Cross-lingual research datasets on 2019 European Parliamentary Elections

Daniel Gomes and Diego Alves at presenting at CLEOPATRA final event

Last updated on December 13th, 2024 at 01:55 pm

Arquivo.pt preserved online documents in several languages about the 2019 European Parliamentary Elections

The 2019 European Parliamentary Elections were an event of international relevance. The strategy to preserve the relevant information on the World Wide Web is delegated to national institutions. However, the preservation of web pages that document transnational events is not officially assigned. 

The Arquivo.pt team, with the aim of preserving the cross-lingual online content that documents this event, applied a combination of human and automatic selection processes.

The process of generating the collection about the 2019 European Parliamentary Elections was performed in two steps.

In the first step, 40 relevant terms in Portuguese about the 2019 European Parliamentary Elections were identified, and then, automatically translated into the 24 official languages of the European Union: Bulgarian, Croatian, Czech, Danish, Dutch, English, Estonian, Finnish, French, German, Greek, Hungarian, Irish, Italian, Latvian, Lithuanian, Maltese, Polish, Portuguese, Romanian, Slovak, Slovenian, Spanish and Swedish. 

These translations were reviewed in collaboration with the Publications Office of the European Union. Besides that, in parallel, a collaborative list was launched to gather contributions of relevant seeds from the international community.

In the second step, the Arquivo.pt team iteratively ran 6 crawls (99 million web files, 4.8 TB) using different configurations and crawling software, to maximize the quality of the collected content. 

The obtained web-data was aggregated into one special collection identified as EAWP23 and became searchable and accessible through Arquivo.pt in July 2020 (https://arquivo.pt/ee2019).

CLEOPATRA project: Cross-lingual Event-centric Open Analytics Research Academy

Daniel Gomes and Diego Alves at presenting at CLEOPATRA final event
Daniel Gomes and Diego Alves at presenting at CLEOPATRA final event

The CLEOPATRA ITN was a Marie Skłodowska-Curie Innovative Training Network aimed to generate ways to better understand the massive digital coverage of major events in Europe over the past decades. 

The main goal was to facilitate advanced cross-lingual processing of textual and visual information related to key contemporary events at large scale and develop innovative methods for efficient access and interaction with multilingual information.

In total, 14 Early-Stage Researchers hosted across 9 European Universities developed their research while enrolled as Ph.D. students. 

Associated partners such as Arquivo.pt contributed to CLEOPATRA by hosting and training early-stage researchers such as Diego Alves.
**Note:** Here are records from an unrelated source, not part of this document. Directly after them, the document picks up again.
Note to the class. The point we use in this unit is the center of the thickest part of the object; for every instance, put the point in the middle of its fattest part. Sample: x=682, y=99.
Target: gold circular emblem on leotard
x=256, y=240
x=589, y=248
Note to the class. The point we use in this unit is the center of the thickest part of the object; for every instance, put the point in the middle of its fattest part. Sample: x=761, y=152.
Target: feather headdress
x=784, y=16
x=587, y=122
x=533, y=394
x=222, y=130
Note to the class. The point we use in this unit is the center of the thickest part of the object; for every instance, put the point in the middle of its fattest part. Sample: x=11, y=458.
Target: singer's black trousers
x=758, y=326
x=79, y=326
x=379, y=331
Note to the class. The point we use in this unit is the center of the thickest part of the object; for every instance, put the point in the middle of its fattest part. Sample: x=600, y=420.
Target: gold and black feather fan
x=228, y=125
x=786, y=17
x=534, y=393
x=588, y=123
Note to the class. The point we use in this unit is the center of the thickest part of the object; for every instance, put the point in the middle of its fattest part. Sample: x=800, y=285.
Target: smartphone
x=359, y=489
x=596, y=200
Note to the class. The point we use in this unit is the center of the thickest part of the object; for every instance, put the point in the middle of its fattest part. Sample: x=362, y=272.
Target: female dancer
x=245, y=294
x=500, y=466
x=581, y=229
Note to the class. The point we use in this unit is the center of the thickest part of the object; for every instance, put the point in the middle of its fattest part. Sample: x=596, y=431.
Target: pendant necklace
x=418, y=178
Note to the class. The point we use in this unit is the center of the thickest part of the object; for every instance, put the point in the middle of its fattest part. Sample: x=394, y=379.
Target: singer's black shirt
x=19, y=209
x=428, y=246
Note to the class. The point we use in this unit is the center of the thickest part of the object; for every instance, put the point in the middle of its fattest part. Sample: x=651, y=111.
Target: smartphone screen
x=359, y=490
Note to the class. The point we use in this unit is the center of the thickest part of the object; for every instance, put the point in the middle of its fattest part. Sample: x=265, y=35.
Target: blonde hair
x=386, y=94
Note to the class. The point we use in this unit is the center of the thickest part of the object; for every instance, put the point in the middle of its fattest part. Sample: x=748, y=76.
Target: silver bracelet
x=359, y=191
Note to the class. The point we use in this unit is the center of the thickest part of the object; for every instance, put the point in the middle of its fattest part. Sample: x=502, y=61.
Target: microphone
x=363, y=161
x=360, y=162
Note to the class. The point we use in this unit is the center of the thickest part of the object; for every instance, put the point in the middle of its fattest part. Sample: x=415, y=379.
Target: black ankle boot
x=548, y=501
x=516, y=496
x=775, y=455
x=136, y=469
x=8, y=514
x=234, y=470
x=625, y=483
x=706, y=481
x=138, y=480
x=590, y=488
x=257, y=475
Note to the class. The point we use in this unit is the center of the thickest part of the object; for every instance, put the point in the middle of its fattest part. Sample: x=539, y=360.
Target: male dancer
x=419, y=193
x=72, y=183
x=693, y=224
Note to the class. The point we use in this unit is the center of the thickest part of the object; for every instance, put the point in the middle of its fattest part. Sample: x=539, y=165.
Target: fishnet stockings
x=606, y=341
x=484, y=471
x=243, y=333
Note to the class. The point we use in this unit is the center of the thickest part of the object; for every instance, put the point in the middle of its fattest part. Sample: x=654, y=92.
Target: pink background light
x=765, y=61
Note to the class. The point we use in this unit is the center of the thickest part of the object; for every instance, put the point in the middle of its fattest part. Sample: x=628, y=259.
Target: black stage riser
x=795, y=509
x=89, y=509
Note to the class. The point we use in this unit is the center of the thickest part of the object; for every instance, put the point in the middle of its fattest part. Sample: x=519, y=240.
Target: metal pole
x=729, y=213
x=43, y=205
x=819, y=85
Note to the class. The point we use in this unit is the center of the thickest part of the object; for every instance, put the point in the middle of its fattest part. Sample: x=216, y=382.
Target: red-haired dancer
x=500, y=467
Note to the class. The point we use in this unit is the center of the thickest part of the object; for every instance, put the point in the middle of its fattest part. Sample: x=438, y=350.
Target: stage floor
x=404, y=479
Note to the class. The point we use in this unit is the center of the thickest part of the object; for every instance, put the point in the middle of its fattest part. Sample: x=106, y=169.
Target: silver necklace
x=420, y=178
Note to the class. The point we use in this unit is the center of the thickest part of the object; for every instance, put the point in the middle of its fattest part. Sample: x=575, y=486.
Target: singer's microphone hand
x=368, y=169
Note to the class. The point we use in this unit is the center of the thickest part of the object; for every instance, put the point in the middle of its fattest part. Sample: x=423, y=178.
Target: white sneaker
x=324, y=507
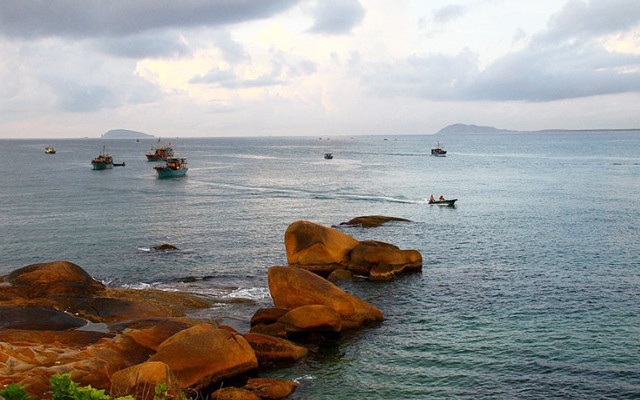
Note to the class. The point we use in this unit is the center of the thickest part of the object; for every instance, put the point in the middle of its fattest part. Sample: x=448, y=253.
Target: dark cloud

As part of the training program, he conducted a secondment at Arquivo.pt in Lisbon from June to August 2022. 

The idea was to develop part of his research about syntactic structures of EU languages using the textual resources preserved by the Arquivo.pt and exchange knowledge with the web-archiving experts on the strategies to extract and process historical web-data. 

Diego Alves defended his Ph.D thesis entitled Computational typological analysis of syntactic structures in European languages in July 2023 at the Faculty of Humanities and Social Sciences of the University of Zagreb (Croatia). 

Generating textual datasets for Natural Language Processing

Diego Alves’ work originated cross-lingual datasets about the 2019 European Parliamentary Elections precious for research.

This work will be detailed in chapter “Robustness of Corpus-based Typological Strategies for Dependency Parsing” of the open-access CLEOPATRA book entitled “Event Analytics across Languages and Communities”.

A 3-step Natural Language Processing pipeline was developed to generate research textual datasets that can be used in several types of digital humanities studies:

  1. Extract text: The textual content was extracted from each web-archived URL using the newspaper3k Python library. The language of each extracted text was determined using the langdetect library, to separate the texts written in different languages across distinct files;
  2. Clean extracted texts: a Python script was applied to clean the texts by removing unnecessary information (e.g.: repeated instances, empty lines, etc.);
  3. Double-check of language identification: the language of each cleaned extracted text was verified again to eliminate possible errors originated during the previous steps.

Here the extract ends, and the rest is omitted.